Resulta llamativa esta omisión. La familia del candidato no sólo habla de su dimensión “ideal”: también es un vehículo para que los medios transmitan su condición de “persona”, la categoría dominante en la política mediatizada. De lo íntimo, de lo cotidiano, se desprenden aptitudes, valores y disposiciones. Por eso incluso hay casos de recomposiciones conyugales previas a una elección. 

Adicionalmente, existen no pocas ocasiones en las que uno o más miembros de la familia del candidato(a) resultan el complemento ideal para compensar áreas deficitarias del actor principal: la cercanía de Cecilia Morel v/s la Frialdad de Piñera; la inteligencia de Hillary v/s la espontaneidad de Bill o la también espontánea Martita como complemento del siempre parco Eduardo. 

Pero en la presente elección, al menos hasta ahora, sólo Marco Enríquez-Ominami ha optado por el tradicional uso de su menos tradicional familia.
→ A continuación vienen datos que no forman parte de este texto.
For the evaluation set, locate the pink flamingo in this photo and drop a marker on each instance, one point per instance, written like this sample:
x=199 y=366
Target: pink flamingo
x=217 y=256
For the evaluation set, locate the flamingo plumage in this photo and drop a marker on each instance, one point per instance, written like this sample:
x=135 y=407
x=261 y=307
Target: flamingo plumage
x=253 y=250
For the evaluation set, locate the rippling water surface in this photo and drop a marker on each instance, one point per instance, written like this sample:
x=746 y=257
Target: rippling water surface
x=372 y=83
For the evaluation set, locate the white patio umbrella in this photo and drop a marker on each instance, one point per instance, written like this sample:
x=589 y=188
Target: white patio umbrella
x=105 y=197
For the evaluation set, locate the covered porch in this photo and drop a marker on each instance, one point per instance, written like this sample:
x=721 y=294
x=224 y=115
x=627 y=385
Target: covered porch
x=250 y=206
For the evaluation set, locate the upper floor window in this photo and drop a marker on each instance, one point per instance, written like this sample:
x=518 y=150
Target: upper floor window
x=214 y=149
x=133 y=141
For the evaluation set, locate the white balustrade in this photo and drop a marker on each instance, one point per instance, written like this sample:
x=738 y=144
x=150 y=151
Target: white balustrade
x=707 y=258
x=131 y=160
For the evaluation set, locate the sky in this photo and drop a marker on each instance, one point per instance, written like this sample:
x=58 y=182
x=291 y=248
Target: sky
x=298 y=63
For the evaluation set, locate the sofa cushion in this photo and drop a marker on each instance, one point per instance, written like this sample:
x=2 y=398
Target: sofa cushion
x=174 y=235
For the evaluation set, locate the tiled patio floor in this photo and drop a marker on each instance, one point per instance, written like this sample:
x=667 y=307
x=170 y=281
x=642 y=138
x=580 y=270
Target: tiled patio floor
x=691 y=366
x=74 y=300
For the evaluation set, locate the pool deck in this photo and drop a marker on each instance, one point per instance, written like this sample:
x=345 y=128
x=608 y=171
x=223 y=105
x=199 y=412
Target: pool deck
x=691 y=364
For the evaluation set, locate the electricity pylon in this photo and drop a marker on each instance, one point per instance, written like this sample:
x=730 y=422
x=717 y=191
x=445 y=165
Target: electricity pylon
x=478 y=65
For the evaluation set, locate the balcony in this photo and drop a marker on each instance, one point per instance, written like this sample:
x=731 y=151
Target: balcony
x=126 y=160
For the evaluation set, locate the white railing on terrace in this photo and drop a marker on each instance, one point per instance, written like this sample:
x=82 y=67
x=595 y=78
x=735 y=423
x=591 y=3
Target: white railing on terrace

Si asumimos que las acciones de comunicación política son fruto de análisis más o menos racionales, habría que decir que el candidato del PRO es el único que considera a su familia o a él en familia como un activo de campaña.

Es posible especular con los efectos de una sociedad más moderna y secularizada; también es posible explicarlo por una limitada comprensión de la preponderancia del candidato por sobre su programa-partido-aliados; o es posible aventurar explicaciones más casuísticas, como el que al menos tres candidatos de la actual oferta tienen en su familia nuclear algún conflicto o historia que es mejor no asomar por sobre la ventana del escrutinio público. 

Más allá de las razones, sin embargo, si en lo que queda de campaña se sigue con esta tendencia, nos tendremos que quedar con las ganas de tener una versión criolla del te amo Michelle… Obama, por cierto.